$\forall x,y \in \mathbb{R}:\vert\cos x- \cos y\vert\leq\vert x-y\vert$

Question

Prove that $$\forall x,y \in \mathbb{R}:\vert\cos x- \cos y\vert\leq\vert x-y\vert.$$

My try : $ f(x) =\cos x$ and use the mean value theorem.

Answer 1

$$\begin{align} |\cos x- \cos y|&=\left| \int_x^y \sin(t) dt \right|\\ &= \left| \int_{\min(x,y)}^{\max(x,y)}\sin(t) dt \right|\\ &\leq \int_{\min(x,y)}^{\max(x,y)} |\sin(t)| dt \\ &\leq \int_{\min(x,y)}^{\max(x,y)} 1 dt \\ & = |x-y|\end{align}$$

Answer 2

Hint

Let $f(x)=\cos(x)$.

Then you know that

$$f'(x)=-\sin(x)$$

so

$$\forall x\in\mathbb R,\quad \vert f'(x)\vert \leq 1.$$

But

$$f'(a)=\lim_{h\to 0} \frac{f(a+h)-f(a)}h.$$

So you can show that you always have

$$\vert f(x)-f(y)\vert\leq (\max \vert f'\vert)\cdot\vert x-y\vert.$$

Can you take it from here?

You can also look here.

Answer 3

since $\left| \sin { x } \right| \le \left| x \right| $

$$|\cos x-\cos y|≤\left| 2\sin { \frac { y-x }{ 2 } \sin { \frac { x+y }{ 2 } } } \right| \le 2\left| \sin { \frac { x-y }{ 2 } } \right| \left| \sin { \frac { x+y }{ 2 } } \right| =2\left| \frac { x-y }{ 2 } \right| \cdot 1=\left| x-y \right| $$

Answer 4

Use the mean value theorem on $f(u)=\cos u$ with the interval $[y,x]$ or $[x,y]$.
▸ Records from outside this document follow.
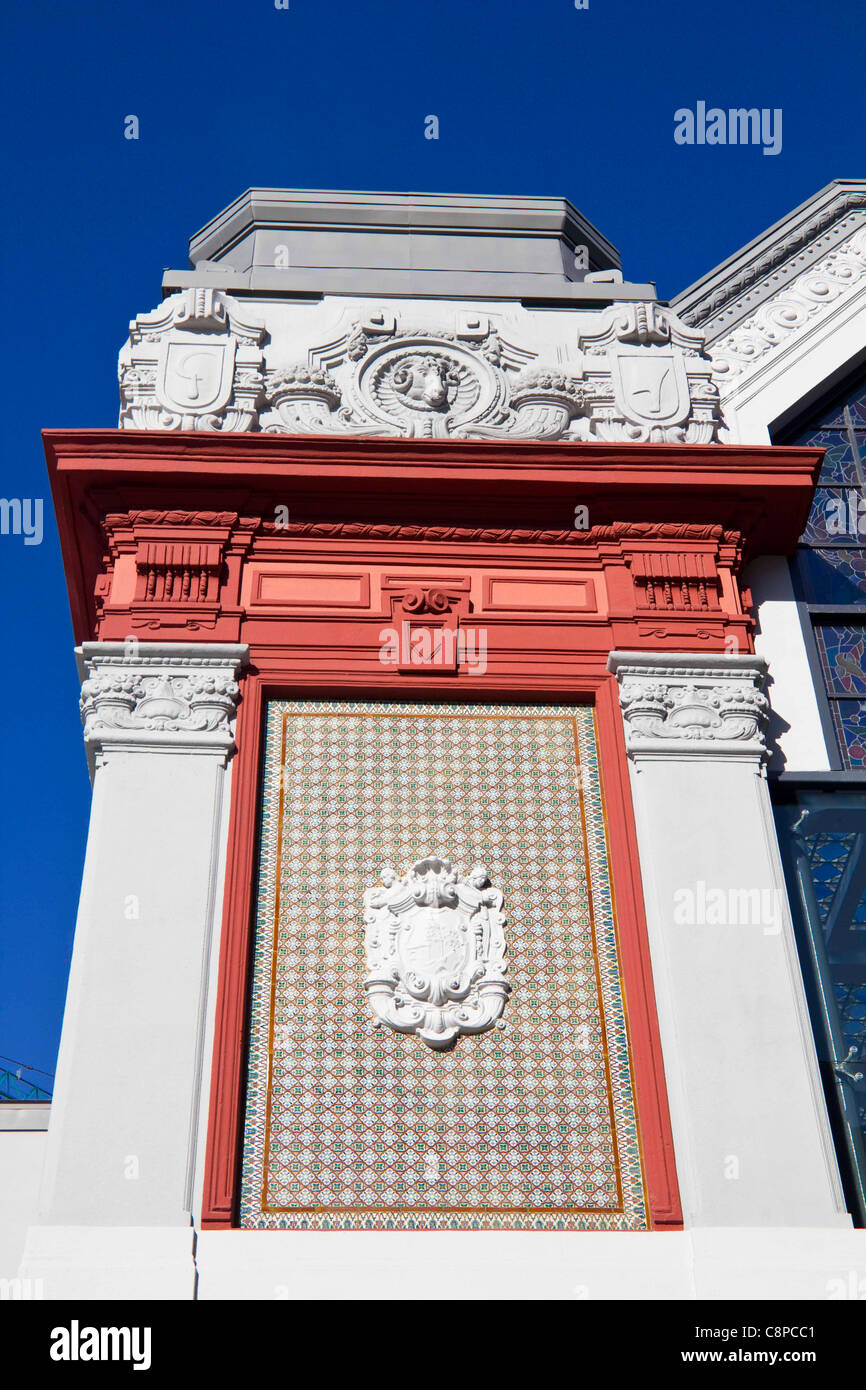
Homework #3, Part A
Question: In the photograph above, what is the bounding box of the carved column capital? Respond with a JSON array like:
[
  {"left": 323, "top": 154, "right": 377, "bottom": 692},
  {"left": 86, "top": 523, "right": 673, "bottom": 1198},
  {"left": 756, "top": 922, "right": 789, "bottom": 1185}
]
[
  {"left": 607, "top": 652, "right": 770, "bottom": 763},
  {"left": 76, "top": 638, "right": 249, "bottom": 763}
]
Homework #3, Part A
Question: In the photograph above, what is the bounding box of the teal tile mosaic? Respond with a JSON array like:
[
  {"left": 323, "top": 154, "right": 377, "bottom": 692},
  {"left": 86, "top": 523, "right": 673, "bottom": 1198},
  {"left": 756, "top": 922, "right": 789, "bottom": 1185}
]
[{"left": 240, "top": 701, "right": 648, "bottom": 1230}]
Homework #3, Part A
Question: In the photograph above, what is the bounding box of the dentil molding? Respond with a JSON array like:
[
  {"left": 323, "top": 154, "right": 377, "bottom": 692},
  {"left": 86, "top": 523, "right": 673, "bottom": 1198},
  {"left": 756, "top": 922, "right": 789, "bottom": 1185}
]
[
  {"left": 76, "top": 638, "right": 249, "bottom": 763},
  {"left": 710, "top": 227, "right": 866, "bottom": 393},
  {"left": 607, "top": 652, "right": 770, "bottom": 762}
]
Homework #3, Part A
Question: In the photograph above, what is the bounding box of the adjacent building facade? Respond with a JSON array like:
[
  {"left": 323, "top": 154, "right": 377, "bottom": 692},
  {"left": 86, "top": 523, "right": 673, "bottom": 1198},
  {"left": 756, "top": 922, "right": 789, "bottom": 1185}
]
[{"left": 0, "top": 182, "right": 866, "bottom": 1298}]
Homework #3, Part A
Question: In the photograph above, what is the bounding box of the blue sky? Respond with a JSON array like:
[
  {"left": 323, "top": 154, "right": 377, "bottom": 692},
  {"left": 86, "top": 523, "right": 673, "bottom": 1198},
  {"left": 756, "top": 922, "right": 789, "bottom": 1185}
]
[{"left": 0, "top": 0, "right": 866, "bottom": 1084}]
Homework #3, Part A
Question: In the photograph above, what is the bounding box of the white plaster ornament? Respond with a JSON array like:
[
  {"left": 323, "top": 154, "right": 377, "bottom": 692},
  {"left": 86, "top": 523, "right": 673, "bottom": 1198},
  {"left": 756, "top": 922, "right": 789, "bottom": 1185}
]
[{"left": 364, "top": 855, "right": 512, "bottom": 1052}]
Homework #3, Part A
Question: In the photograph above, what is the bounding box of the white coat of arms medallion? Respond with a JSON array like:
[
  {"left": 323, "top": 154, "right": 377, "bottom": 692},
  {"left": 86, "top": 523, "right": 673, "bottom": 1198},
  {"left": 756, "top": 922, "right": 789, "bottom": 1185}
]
[{"left": 364, "top": 855, "right": 512, "bottom": 1051}]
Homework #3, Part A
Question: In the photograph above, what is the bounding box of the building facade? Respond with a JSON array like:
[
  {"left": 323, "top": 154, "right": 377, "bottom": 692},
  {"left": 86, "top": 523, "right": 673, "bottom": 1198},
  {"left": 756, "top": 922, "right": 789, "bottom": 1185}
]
[{"left": 0, "top": 183, "right": 866, "bottom": 1298}]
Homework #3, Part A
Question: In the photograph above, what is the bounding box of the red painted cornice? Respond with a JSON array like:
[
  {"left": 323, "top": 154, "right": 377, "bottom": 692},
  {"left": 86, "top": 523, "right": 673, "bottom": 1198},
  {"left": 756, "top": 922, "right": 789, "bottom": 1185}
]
[{"left": 43, "top": 430, "right": 823, "bottom": 641}]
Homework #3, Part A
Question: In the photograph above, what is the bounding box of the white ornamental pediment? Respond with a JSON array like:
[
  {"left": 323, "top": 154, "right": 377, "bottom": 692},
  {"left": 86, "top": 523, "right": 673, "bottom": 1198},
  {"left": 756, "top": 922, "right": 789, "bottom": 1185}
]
[{"left": 364, "top": 855, "right": 512, "bottom": 1051}]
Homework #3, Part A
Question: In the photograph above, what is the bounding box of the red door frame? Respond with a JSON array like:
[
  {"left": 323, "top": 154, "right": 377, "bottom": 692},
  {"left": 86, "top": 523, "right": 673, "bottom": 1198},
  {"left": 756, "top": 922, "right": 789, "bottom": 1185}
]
[{"left": 202, "top": 667, "right": 683, "bottom": 1230}]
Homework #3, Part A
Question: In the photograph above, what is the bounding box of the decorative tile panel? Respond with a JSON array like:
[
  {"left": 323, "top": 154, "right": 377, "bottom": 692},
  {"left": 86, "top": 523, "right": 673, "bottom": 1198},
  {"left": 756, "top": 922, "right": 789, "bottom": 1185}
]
[{"left": 240, "top": 701, "right": 648, "bottom": 1230}]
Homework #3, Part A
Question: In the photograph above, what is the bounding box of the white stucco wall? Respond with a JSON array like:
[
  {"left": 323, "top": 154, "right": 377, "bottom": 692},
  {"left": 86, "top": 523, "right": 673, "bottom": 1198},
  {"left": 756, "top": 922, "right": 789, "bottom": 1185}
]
[{"left": 0, "top": 1102, "right": 50, "bottom": 1279}]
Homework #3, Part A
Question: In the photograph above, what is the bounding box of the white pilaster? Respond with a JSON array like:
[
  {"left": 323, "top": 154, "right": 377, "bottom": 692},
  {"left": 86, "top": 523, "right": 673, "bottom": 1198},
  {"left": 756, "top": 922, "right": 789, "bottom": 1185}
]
[
  {"left": 609, "top": 652, "right": 849, "bottom": 1227},
  {"left": 24, "top": 639, "right": 247, "bottom": 1297}
]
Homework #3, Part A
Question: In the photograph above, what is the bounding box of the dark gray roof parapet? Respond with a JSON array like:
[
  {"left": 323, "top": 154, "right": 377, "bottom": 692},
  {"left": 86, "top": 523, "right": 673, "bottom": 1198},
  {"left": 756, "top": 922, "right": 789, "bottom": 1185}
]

$$-1 \leq \frac{\cos x-\cos y}{x-y}=-\sin (c) \leq 1$$

Because for any $c \in \mathbb{R}$ we have $-1 \leq -\sin (c) \leq 1$.

So we have,

$$|\frac{\cos x-\cos y}{x-y}| \leq 1$$

$$|\cos x-\cos y| \leq |x-y|$$